Les Abénaquis ont joué un rôle prédominant dans l’histoire contemporaine des Cantons-de-l’Est. Toutefois, ils n’auraient pas occupé la région en permanence.  Les Cantons-de-l’Est étaient un territoire où ils pouvaient chasser, pêcher, faire du piégeage, et, parfois, se réfugier[1].  Laterrière écrit que cette route navigable qu’est la Magog est fort fréquentée par les Abénaquis et qu’aux différentes étapes, sur les rives de la rivière et du lac, les Amérindiens avaient élevé des abris qui servaient au premier venu[2].  Le confluent des rivières Magog et Saint-François, appelé Grandes Fourches, et le confluent des rivières Saint-François et Massawipi, appelé Petites Fourches, servaient en outre de lieux de rencontres entre les nations.

Pour se déplacer, les Abénaquis empruntaient de grands lacs, comme les lacs Memphrémagog, Camplain et Massawippi, et des rivières, comme la Saint-François et la Missisquoi.  En Nouvelle-Angleterre, ils voyageaient par la rivière Penobscot dans le Maine et par la rivière Connecticut dans les États du New Hampshire, du Massachussetts et de New York. […] Entre les voies d’eau, ils ouvraient des chemins pour le portage[3].

Aujourd’hui la présence des Abénaquis est encore visible dans les Cantons-de-l’Est.  Les noms de lieux d’origine abénaquise reflètent les particularités du paysage et des cours d’eau qui étaient essentiels pour ces premiers habitants :  Abénaquis signifie « terre de l’aurore » ou « pays qui est à l’est »;  Coaticook (Koatikeku) « rivière de la terre du pin »;  Magog (Namagok) « lac où il y a de la truite saumonée »;  […] Memphrémagog (Mamhlawbagak), « grande étendue d’eau »; Missisquoi, « multitudes d’oiseaux aquatiques » […][4].

En regardant passer kayaks et autre embarcations légères sur notre rivière, il est agréable de laisser aller notre imagination vers les canots des Amérindiens et les bruits de leurs pagaies dans l’eau…  en pensant que dans les années 1780 Laterrière aurait mis quatre jours en canot du portage des Grandes-Fourches (Sherbrooke) jusqu’à l’extrémité sud du lac Memphrémagog, à la rivière Noire[5].

[1] Auclair, M-J, Laramée, P.  Les cantons-de-l’Est. Paysages. Histoire. Attraits.  Les Éditions de l’homme.  2007  p. 83
[2] Kesterman, J.-P. Tout le long de la rivière Magog.  Se promener du lac Memphrémagog à la Cité des rivières.  Éditions Collection Patrimoine. 2004.  p.14
[3]Auclair, M-J, Laramée, P.  Les cantons-de-l’Est. Paysages. Histoire. Attraits.  Les Éditions de l’homme.  2007 pp. 83-84
[4] Idem p. 83
[5] Kesterman, J.-P. Tout le long de la rivière Magog.  Se promener du lac Memphrémagog à la Cité des rivières.  Éditions Collection Patrimoine. 2004.. p. 14
La Magog :  voie de communication également pour les colonisateurs

Au cours des XVIIe, XVIIIe et XIXe siècles, les Amérindiens ne sont pas les seuls à emprunter la rivière Magog.  Selon les époques, les militaires de nationalités américaine, française et anglaise utilisent la Magog pour se rendre à leurs différents lieux de guerres.  De même, sans qu’elle disparaisse complètement, la présence des Amérindiens s’estompe peu à peu à la fin du XVIIIe siècle.

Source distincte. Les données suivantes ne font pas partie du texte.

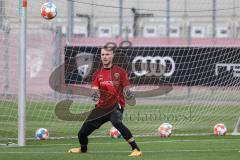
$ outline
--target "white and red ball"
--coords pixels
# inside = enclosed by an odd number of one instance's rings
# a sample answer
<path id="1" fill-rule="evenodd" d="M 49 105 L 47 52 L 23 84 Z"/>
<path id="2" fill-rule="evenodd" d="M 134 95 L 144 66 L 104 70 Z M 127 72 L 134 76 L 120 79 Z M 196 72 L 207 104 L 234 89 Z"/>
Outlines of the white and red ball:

À la suite de l’arrivée des Européens (Hollandais, Français, Anglais) au début du XVIIIe siècle dans le nord-est de l’Amérique du Nord, les Amérindiens vont modifier radicalement leur mode de vie.  Le déferlement des maladies contagieuses, qui estime-t-on, ont fauché plus de 80% de la population, la traite des fourrures, qui les détourne de leurs activités traditionnelles, les guerres entre tribus et les conflits entre les colonies anglaise et française auront finalement des conséquences dramatiques pour les Abénaquis[1].

On peut lire que la colonisation des Cantons-de-l’Est ne débute qu’à la fin du XVIIIe siècle avec l’arrivée de Loyalistes américains qui ont vu leurs biens confisqués ou détruits par les révolutionnaires et qui décident alors de s’exiler en traversant la frontière canado-américaine,  demeurant ainsi sujets du roi d’Angleterre.

C’est sans doute en 1802 que le site du confluent des rivières Magog et Saint-François fit l’objet d’une occupation permanente par des Américains venus de la Nouvelle-Angleterre qui y établirent des moulins et quelques ateliers d’artisans[2].   De plus, entre 1815 et 1840, suite aux bouleversements économiques et sociaux provoqués par la révolution industrielle et la réforme agraire dans les îles Britanniques, un certain nombre d’immigrants britanniques s’établirent dans les Cantons-de-l’Est, sur les terres encore vacantes des comtés de Shefford, Stanstead, Richmond, Sherbrooke, Leeds, Ireland et Inverness[3].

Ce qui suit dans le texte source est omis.